The U.S. trade deficit widened in May to the highest level in 18 months as a renewed consumer appetite for foreign-made products pushed imports up 2.9 percent, outstripping a 2.4 percent rise in exports.
The trade deficit increased 4.8 percent from April to $42.3 billion, the largest imbalance since November 2008, the Commerce Department reported.
Through May, the U.S. trade deficit is running at an annual rate of $474.8 billion, up 26.6 percent from the $374.9 billion deficit for all of 2009. Last year’s deficit was the lowest annual trade gap since 2001, another year when the country was in recession.
The increased May deficit came despite a 9.1 percent drop in oil imports to $27.6 billion as oil prices and shipment volume declined slightly.
Imports rose 2.9 percent to $194.5 billion, the highest level since October 2008, reflecting increased imports of cars, clothing, computers, oil drilling equipment and industrial machinery.
The 2.4 percent rise in exports in May compared to April pushed sales of American goods and services to $152.3 billion, the highest level since September 2008. Sales of soybeans, wheat and other farm products were down but demand for American-made autos, industrial machinery, medical equipment and commercial aircraft all increased.

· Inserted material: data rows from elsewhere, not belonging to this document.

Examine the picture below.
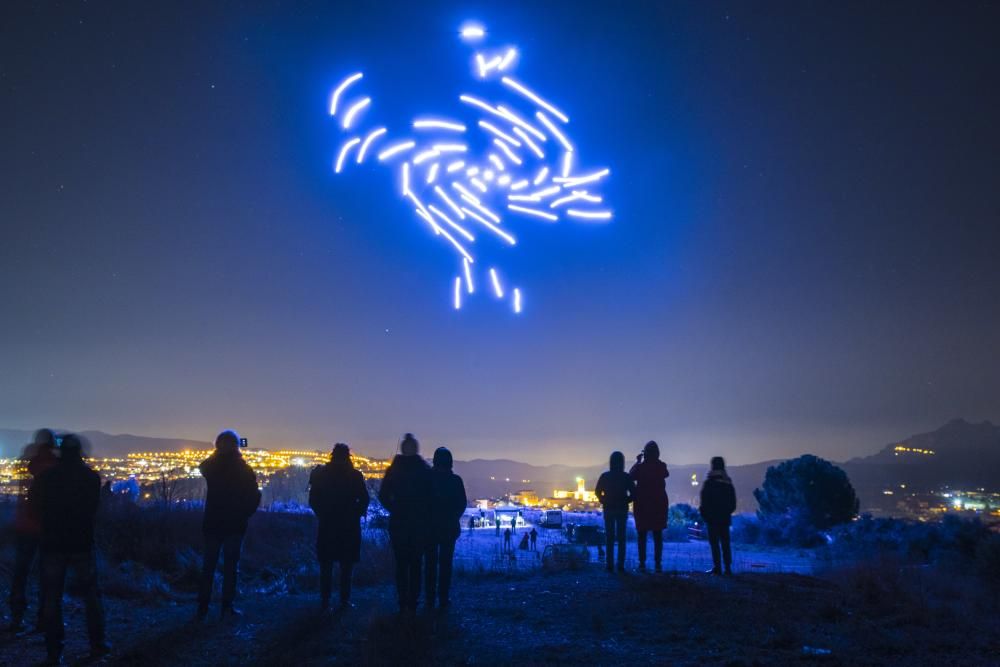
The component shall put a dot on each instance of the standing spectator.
(68, 495)
(405, 493)
(615, 490)
(339, 497)
(718, 502)
(448, 502)
(231, 499)
(40, 455)
(651, 502)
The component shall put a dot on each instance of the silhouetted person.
(68, 496)
(718, 502)
(448, 503)
(40, 455)
(615, 490)
(231, 499)
(406, 493)
(651, 502)
(339, 497)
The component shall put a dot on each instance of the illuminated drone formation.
(526, 166)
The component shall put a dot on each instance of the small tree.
(808, 492)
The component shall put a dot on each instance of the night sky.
(805, 254)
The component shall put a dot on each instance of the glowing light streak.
(496, 283)
(576, 196)
(573, 181)
(447, 200)
(547, 192)
(518, 87)
(508, 58)
(531, 144)
(424, 156)
(464, 191)
(448, 221)
(560, 137)
(355, 109)
(372, 136)
(508, 152)
(490, 127)
(482, 209)
(468, 276)
(472, 31)
(450, 148)
(395, 149)
(438, 124)
(588, 215)
(339, 90)
(343, 153)
(567, 163)
(533, 211)
(493, 228)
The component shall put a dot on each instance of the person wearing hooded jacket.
(718, 502)
(448, 503)
(615, 491)
(40, 455)
(339, 497)
(68, 495)
(232, 497)
(405, 493)
(651, 502)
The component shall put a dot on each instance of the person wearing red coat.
(651, 503)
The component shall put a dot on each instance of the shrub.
(802, 496)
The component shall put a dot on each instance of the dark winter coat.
(650, 502)
(615, 490)
(339, 497)
(406, 495)
(68, 494)
(718, 499)
(232, 496)
(27, 518)
(448, 503)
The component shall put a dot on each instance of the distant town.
(173, 476)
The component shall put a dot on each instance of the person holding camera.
(651, 502)
(231, 499)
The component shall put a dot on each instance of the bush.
(802, 496)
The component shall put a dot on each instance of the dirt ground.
(578, 617)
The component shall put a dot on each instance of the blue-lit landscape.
(526, 333)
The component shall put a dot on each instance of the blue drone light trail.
(513, 153)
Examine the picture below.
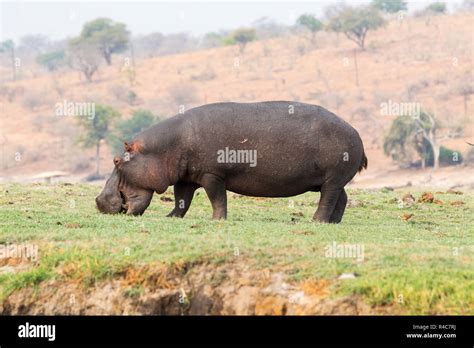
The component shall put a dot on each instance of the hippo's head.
(132, 183)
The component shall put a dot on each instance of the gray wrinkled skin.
(298, 148)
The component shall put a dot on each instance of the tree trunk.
(465, 104)
(97, 158)
(108, 57)
(436, 151)
(13, 64)
(356, 67)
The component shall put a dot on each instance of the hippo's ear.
(133, 147)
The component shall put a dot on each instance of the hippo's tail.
(363, 163)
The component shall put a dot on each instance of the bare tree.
(83, 57)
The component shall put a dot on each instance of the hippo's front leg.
(183, 196)
(216, 191)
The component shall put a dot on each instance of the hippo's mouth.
(124, 207)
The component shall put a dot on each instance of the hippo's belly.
(250, 184)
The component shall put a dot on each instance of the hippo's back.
(297, 146)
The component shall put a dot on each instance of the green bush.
(447, 157)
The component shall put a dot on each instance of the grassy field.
(417, 259)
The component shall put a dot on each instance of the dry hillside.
(423, 60)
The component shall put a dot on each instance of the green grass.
(422, 266)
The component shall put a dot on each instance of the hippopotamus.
(264, 149)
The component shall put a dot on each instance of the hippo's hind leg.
(338, 212)
(183, 196)
(327, 203)
(216, 191)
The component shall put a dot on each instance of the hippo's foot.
(176, 213)
(331, 206)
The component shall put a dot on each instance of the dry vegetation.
(414, 59)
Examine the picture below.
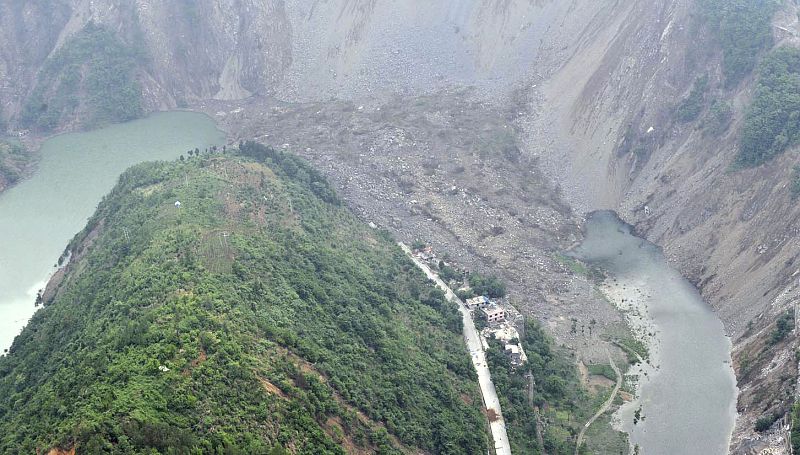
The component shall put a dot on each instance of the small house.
(478, 302)
(493, 313)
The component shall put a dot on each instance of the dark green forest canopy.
(772, 121)
(743, 29)
(93, 75)
(259, 315)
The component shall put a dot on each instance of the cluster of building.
(495, 313)
(498, 327)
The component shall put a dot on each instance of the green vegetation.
(580, 268)
(743, 29)
(719, 116)
(13, 159)
(259, 315)
(603, 369)
(691, 107)
(557, 395)
(772, 121)
(783, 327)
(91, 77)
(634, 349)
(764, 422)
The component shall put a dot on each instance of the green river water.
(40, 215)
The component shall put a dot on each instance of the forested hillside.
(14, 159)
(256, 316)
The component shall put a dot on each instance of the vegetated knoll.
(14, 160)
(260, 315)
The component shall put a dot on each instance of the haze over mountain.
(488, 129)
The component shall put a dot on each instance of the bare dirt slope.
(570, 109)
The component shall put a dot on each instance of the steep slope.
(257, 315)
(653, 123)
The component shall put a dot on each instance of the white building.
(493, 313)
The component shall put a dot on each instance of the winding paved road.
(473, 340)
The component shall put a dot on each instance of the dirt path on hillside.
(603, 408)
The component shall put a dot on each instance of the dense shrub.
(772, 121)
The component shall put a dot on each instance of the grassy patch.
(579, 267)
(13, 160)
(634, 349)
(602, 369)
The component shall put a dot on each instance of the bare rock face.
(589, 87)
(190, 50)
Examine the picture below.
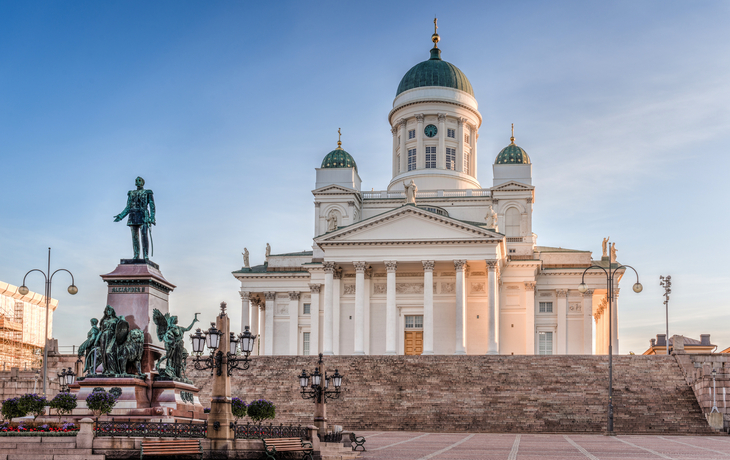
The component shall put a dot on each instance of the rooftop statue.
(141, 211)
(172, 336)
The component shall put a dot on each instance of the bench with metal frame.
(171, 448)
(272, 446)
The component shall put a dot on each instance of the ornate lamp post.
(319, 392)
(666, 283)
(223, 346)
(610, 275)
(24, 291)
(66, 378)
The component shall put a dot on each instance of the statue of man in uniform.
(141, 211)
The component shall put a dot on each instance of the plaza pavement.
(394, 445)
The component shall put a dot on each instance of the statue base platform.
(140, 398)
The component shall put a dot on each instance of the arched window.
(512, 222)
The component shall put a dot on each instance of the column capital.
(329, 267)
(360, 266)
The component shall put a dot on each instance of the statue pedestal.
(135, 288)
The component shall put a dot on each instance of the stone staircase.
(483, 393)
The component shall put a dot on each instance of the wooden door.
(414, 342)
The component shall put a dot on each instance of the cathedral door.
(414, 342)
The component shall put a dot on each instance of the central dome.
(435, 72)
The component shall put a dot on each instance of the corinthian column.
(390, 313)
(359, 307)
(329, 269)
(428, 307)
(460, 265)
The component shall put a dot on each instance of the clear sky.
(226, 108)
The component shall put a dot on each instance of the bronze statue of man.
(141, 211)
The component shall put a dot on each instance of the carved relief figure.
(411, 190)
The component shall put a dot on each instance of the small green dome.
(512, 154)
(338, 158)
(435, 72)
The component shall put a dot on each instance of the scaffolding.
(22, 322)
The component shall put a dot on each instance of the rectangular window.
(450, 158)
(305, 343)
(411, 159)
(414, 322)
(545, 343)
(431, 157)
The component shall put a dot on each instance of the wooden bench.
(171, 448)
(358, 441)
(272, 446)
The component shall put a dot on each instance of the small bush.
(100, 402)
(64, 403)
(238, 407)
(33, 404)
(261, 409)
(12, 409)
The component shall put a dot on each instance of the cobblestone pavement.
(488, 446)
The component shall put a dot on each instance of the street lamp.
(610, 275)
(23, 290)
(666, 283)
(66, 378)
(320, 393)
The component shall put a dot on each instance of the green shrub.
(261, 409)
(238, 407)
(12, 409)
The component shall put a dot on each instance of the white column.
(314, 288)
(294, 323)
(460, 145)
(359, 308)
(493, 321)
(441, 154)
(529, 317)
(562, 329)
(460, 265)
(420, 152)
(269, 323)
(390, 311)
(329, 268)
(588, 322)
(245, 310)
(428, 307)
(403, 153)
(336, 296)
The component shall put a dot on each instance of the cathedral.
(434, 264)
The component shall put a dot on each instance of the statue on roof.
(141, 211)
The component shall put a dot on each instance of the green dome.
(512, 154)
(435, 72)
(338, 158)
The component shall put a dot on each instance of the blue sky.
(226, 108)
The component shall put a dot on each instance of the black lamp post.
(23, 290)
(610, 275)
(319, 392)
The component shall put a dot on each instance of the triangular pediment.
(409, 224)
(512, 186)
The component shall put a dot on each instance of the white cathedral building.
(445, 267)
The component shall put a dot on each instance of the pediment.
(512, 186)
(409, 224)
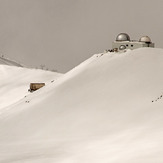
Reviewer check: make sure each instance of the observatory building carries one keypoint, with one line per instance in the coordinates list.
(123, 42)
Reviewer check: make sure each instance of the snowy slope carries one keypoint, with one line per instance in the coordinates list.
(15, 81)
(108, 109)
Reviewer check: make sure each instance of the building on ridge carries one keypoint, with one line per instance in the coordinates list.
(123, 42)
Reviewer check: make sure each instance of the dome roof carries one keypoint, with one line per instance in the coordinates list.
(145, 39)
(123, 37)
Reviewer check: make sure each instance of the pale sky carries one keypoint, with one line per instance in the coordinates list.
(63, 33)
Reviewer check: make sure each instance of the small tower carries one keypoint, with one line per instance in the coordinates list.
(123, 42)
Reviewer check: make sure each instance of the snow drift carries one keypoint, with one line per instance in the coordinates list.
(6, 61)
(15, 81)
(108, 109)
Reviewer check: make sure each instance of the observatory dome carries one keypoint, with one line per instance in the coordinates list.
(123, 37)
(145, 39)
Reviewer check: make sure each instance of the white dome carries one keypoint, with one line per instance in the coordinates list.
(123, 37)
(145, 39)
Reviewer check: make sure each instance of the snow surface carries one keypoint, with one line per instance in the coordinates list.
(109, 109)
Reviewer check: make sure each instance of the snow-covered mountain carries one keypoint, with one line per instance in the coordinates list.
(15, 81)
(108, 109)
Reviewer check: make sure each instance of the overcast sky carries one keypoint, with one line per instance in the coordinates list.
(62, 33)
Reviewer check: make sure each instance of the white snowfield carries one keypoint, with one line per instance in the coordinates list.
(109, 109)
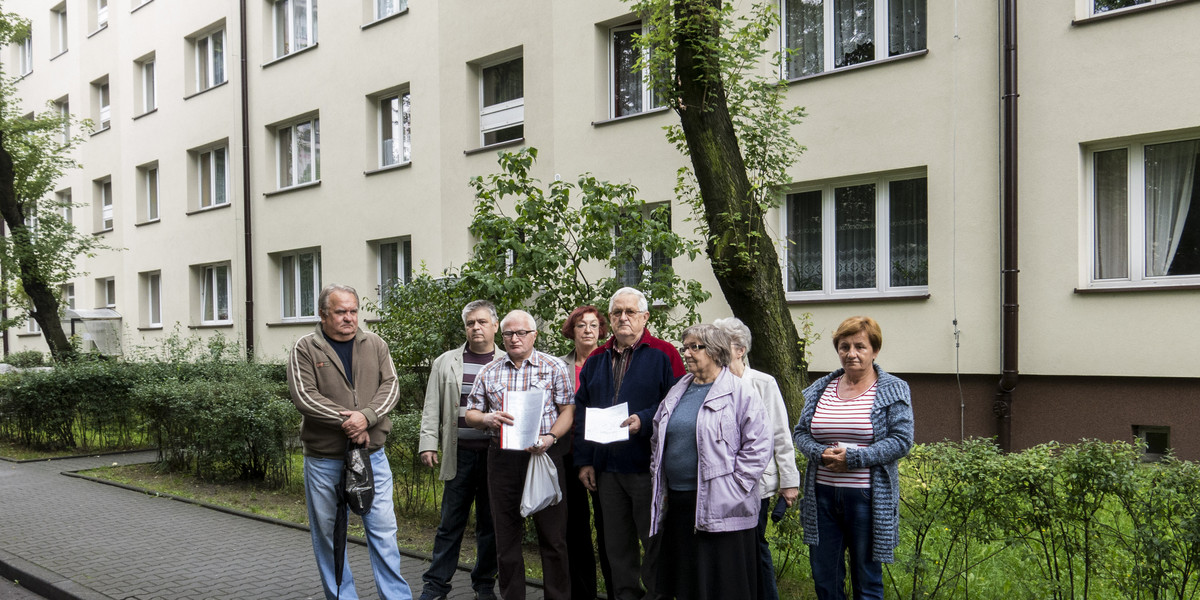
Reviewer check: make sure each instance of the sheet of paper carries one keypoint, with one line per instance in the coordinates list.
(526, 409)
(603, 425)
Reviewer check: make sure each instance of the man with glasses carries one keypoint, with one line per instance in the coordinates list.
(463, 456)
(523, 369)
(636, 369)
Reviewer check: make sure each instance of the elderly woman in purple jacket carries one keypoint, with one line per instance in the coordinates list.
(708, 449)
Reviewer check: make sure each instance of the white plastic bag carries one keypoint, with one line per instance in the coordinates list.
(541, 485)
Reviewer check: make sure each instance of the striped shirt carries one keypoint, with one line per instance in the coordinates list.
(844, 421)
(540, 370)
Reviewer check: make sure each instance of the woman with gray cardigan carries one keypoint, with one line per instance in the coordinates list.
(855, 427)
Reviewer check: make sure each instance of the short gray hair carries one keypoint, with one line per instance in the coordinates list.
(520, 313)
(642, 305)
(738, 331)
(479, 305)
(325, 292)
(715, 341)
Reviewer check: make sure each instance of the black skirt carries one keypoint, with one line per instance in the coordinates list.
(703, 565)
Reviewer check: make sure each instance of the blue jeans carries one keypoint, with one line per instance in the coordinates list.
(767, 587)
(469, 486)
(844, 523)
(321, 480)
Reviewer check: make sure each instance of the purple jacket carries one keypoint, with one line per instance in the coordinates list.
(735, 447)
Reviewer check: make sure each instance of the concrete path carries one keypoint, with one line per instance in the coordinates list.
(69, 538)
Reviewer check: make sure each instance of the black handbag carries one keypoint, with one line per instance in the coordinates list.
(358, 479)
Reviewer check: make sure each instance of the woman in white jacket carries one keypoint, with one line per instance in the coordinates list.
(781, 475)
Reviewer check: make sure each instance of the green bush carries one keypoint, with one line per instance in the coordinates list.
(25, 359)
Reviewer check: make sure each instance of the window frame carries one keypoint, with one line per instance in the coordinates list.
(502, 113)
(880, 39)
(648, 96)
(292, 262)
(209, 275)
(883, 287)
(1135, 216)
(288, 45)
(288, 133)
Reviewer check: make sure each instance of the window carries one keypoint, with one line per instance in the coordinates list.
(395, 265)
(106, 292)
(502, 118)
(59, 28)
(148, 192)
(211, 177)
(103, 111)
(630, 90)
(299, 153)
(25, 54)
(103, 204)
(395, 127)
(1146, 213)
(67, 292)
(651, 263)
(863, 238)
(295, 25)
(64, 109)
(145, 84)
(209, 59)
(151, 291)
(388, 7)
(825, 35)
(299, 283)
(215, 286)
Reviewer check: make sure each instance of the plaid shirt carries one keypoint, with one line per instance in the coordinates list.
(540, 370)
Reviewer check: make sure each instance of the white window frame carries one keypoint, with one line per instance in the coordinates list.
(390, 131)
(403, 251)
(648, 100)
(60, 28)
(289, 173)
(210, 63)
(382, 7)
(1135, 240)
(25, 54)
(154, 299)
(286, 10)
(210, 178)
(292, 286)
(501, 115)
(883, 287)
(880, 35)
(210, 276)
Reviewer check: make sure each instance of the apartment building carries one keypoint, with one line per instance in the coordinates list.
(249, 151)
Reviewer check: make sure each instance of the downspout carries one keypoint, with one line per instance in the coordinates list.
(1003, 403)
(247, 214)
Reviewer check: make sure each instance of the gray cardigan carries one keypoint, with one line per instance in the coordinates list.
(892, 421)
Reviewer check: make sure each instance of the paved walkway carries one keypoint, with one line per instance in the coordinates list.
(82, 540)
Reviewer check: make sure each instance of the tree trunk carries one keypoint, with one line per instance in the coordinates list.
(739, 247)
(46, 300)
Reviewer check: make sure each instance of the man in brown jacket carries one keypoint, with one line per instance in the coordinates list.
(343, 383)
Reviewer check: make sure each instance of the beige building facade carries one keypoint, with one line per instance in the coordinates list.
(257, 149)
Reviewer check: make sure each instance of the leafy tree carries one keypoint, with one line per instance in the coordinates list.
(543, 256)
(41, 250)
(733, 125)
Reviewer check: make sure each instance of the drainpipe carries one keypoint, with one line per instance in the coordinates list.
(247, 214)
(1002, 406)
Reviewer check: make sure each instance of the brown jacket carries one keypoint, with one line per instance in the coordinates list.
(321, 390)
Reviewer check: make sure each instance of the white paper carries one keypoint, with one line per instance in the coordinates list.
(603, 425)
(526, 408)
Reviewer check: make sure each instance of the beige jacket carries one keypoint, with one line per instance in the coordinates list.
(321, 390)
(439, 418)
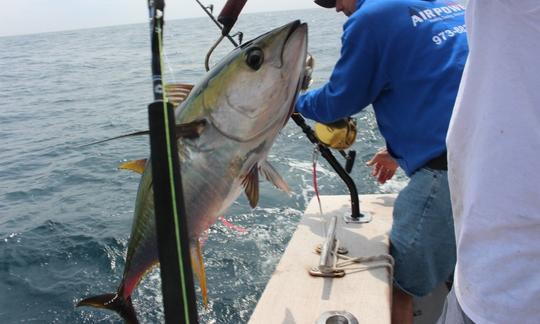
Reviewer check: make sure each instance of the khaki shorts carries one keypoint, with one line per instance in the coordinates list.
(452, 312)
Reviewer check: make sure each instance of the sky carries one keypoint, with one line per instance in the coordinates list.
(37, 16)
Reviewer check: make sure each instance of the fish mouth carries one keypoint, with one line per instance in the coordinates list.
(268, 102)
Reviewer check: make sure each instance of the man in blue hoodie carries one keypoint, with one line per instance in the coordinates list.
(405, 58)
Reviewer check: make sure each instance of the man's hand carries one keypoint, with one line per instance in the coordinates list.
(384, 166)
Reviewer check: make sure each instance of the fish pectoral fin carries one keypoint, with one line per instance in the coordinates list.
(177, 92)
(197, 264)
(134, 165)
(190, 130)
(251, 186)
(268, 171)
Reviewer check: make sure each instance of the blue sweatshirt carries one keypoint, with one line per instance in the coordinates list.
(405, 57)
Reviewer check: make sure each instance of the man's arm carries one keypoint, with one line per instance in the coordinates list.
(384, 166)
(356, 81)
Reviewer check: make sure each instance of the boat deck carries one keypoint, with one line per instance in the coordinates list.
(294, 296)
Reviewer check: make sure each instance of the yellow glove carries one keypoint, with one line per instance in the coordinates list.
(338, 135)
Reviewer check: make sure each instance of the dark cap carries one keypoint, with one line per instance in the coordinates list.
(326, 3)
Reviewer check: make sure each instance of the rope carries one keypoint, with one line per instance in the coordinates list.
(357, 264)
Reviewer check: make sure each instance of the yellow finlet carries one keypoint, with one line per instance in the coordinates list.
(197, 264)
(134, 165)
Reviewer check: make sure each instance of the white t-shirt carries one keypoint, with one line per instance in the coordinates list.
(494, 164)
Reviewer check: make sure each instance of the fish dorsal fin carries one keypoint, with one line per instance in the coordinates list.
(177, 92)
(134, 165)
(251, 186)
(268, 171)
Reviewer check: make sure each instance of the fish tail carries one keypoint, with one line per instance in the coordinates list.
(197, 264)
(115, 302)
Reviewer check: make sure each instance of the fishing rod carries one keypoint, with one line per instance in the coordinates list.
(179, 301)
(225, 21)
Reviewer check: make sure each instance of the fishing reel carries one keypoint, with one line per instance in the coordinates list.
(339, 135)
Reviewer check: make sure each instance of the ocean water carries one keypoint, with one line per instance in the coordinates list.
(66, 212)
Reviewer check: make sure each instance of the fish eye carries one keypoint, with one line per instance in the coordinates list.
(254, 58)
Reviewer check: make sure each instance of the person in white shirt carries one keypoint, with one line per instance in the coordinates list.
(493, 167)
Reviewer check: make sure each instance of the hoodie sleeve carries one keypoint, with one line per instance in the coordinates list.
(356, 81)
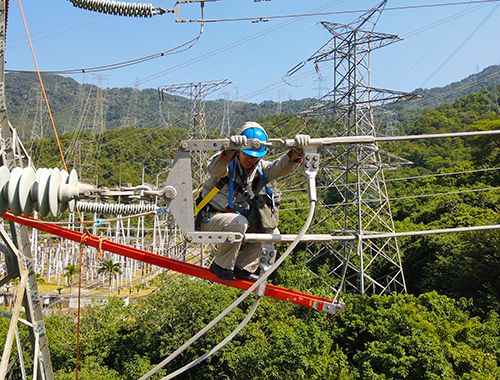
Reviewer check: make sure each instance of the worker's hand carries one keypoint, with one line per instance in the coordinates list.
(302, 140)
(238, 140)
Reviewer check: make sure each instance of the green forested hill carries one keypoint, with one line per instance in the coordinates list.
(448, 327)
(80, 107)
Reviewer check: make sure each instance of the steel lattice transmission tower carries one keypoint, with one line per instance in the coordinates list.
(356, 200)
(197, 130)
(17, 260)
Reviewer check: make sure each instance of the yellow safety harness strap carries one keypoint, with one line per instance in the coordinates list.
(198, 207)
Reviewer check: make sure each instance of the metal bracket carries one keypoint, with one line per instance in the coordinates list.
(213, 237)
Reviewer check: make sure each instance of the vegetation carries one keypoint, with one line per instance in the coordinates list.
(448, 327)
(378, 337)
(110, 269)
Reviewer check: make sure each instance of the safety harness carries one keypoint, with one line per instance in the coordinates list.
(202, 203)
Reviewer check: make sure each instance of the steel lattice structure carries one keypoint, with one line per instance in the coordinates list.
(197, 121)
(16, 248)
(356, 200)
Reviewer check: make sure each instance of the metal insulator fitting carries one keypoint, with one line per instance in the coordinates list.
(170, 193)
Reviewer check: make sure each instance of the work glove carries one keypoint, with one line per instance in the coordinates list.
(238, 140)
(302, 140)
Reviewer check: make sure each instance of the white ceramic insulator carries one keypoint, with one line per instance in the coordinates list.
(23, 190)
(115, 208)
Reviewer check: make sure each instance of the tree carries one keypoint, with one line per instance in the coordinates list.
(110, 269)
(71, 270)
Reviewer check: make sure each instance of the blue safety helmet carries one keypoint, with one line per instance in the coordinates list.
(254, 130)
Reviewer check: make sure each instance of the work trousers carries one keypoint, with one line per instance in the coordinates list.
(228, 255)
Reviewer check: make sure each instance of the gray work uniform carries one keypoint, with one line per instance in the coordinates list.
(227, 255)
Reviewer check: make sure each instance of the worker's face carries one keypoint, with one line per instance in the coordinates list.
(247, 161)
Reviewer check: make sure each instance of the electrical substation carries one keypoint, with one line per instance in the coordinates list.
(150, 229)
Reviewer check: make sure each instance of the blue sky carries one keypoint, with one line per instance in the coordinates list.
(441, 44)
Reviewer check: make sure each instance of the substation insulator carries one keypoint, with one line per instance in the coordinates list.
(24, 190)
(116, 208)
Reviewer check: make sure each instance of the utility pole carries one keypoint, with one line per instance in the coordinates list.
(225, 130)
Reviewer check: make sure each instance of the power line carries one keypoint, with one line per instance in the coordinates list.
(267, 18)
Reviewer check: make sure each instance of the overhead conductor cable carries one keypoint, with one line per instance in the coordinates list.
(119, 8)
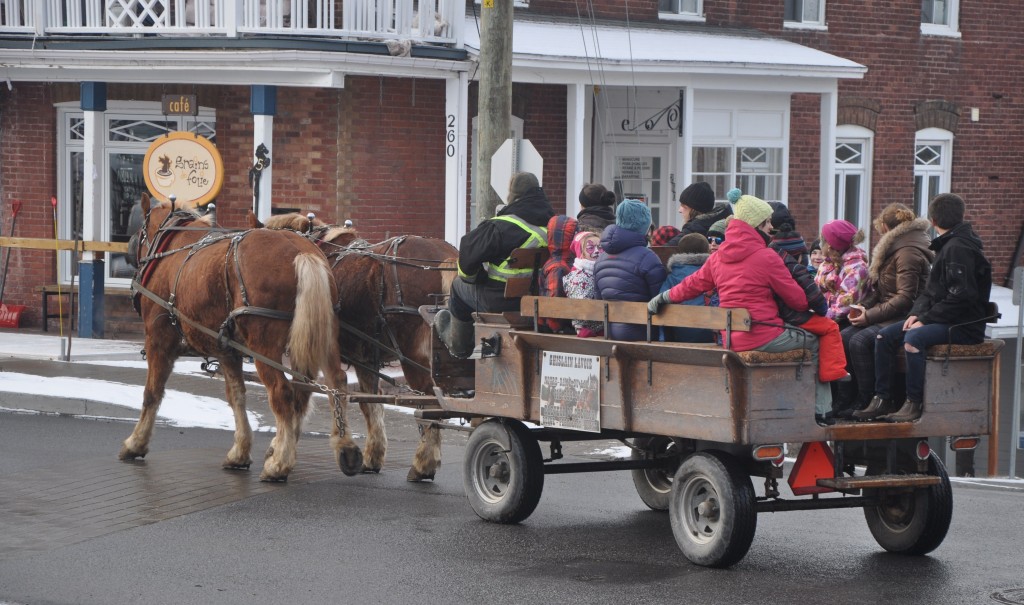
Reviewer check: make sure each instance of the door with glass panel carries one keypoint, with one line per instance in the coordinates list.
(125, 142)
(641, 172)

The deficit with the European Union rose 7.5 percent to $6.2 billion as imports from Europe rose by 3.2 percent while U.S. exports to the EU rose 1.9 percent. Economists say Europe’s debt crisis and weakened euro could weaken U.S. exports to Europe this year.
The deficit with China rose to $22.3 billion, the largest imbalance since last October and a 15.4 percent increase from April. Through May, the U.S. deficit with China, the largest imbalance with any individual country, is up 10.2 percent from a year ago.